Evaluate the power consumption of the circuit under different circumstances.
Step 7: Source Code and Comments
Arduino, AppInventor and Python source code can be found on GitHub.
To modify and run the arduino code, in addition to have an arduino board, you need to install on your PC the Arduino IDE. You will also need to have some basic knowledge of the C programming language; you can find a lot of online tutorials.
You can directly install the App on your Android phone by downloading to your phone the "ZazHRM.apk" file found on GitHub. Another way is to load on your PC the source code in the AppInventor environment: go to the App page, click “Load App into MIT App Inventor” and, as shown at the beginning of the demo video, load the App to your phone via a QR code. In order to scan the QR code, you also need to install from Google Play Store the MIT AI2 Companion App on your Android phone. To see the comments in the AppInventor code, you need to press on the question mark located at upper left corner of some blocks. If you find it intimidating to directly modify the App, maybe you can first enjoy doing a few tutorials.
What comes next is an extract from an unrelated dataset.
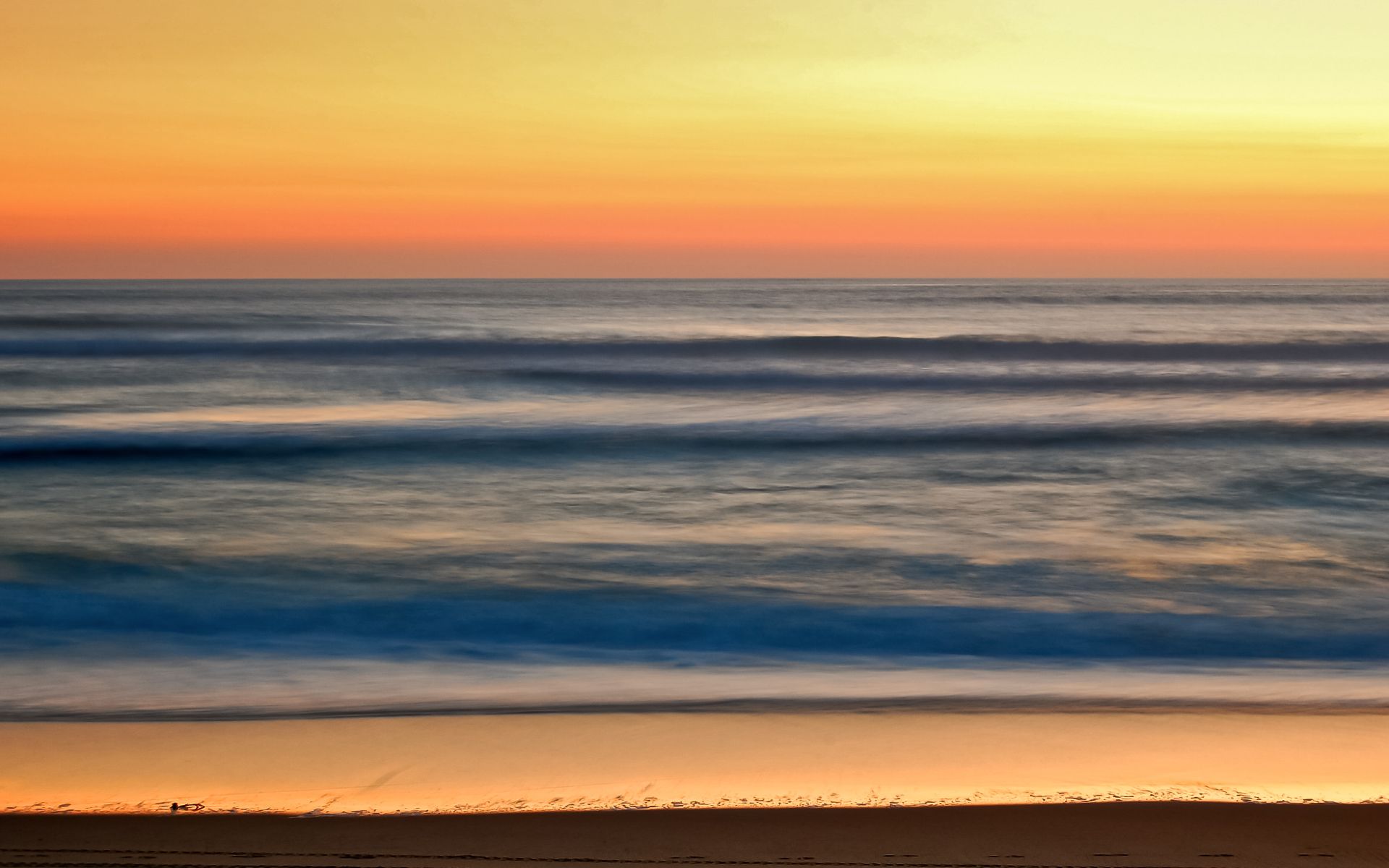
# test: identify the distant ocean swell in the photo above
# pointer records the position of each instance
(803, 346)
(226, 442)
For the Python code, you can have a look at the html file, hrAnalysis.html. To modify the code you need to install Python and Jupyter, or an Anaconda release. Python is easier to learn than C, and you can also find a lot of online tutorials.
Step 8: Warnings
ZazHRM is not a medical device nor is it intended for medical diagnosis and is provided to you "as is," and no express or implied warranties are made whatsoever with respect to its functionality, operability, or use, including, without limitation, any implied warranties, fitness for a particular purpose, or infringement.
ZazHRM is designed to take power from a low-voltage DC source, i.e. 9 volt batteries. The Arduino Uno board needs to be connected to a laptop while uploading the code from the laptop to the Arduino Uno board, or when experimenting (for example) to compare the quality of the signal between the App and the Arduino environment. NEVER connect the PulseSensor to your body while the laptop is plugged to the wall outlet.
ZazHRM is not intended to be complete in terms of required design, marketing, and/or manufacturing related protective considerations, including product safety and environmental measures typically found in end products that incorporate semiconductor components or circuit boards.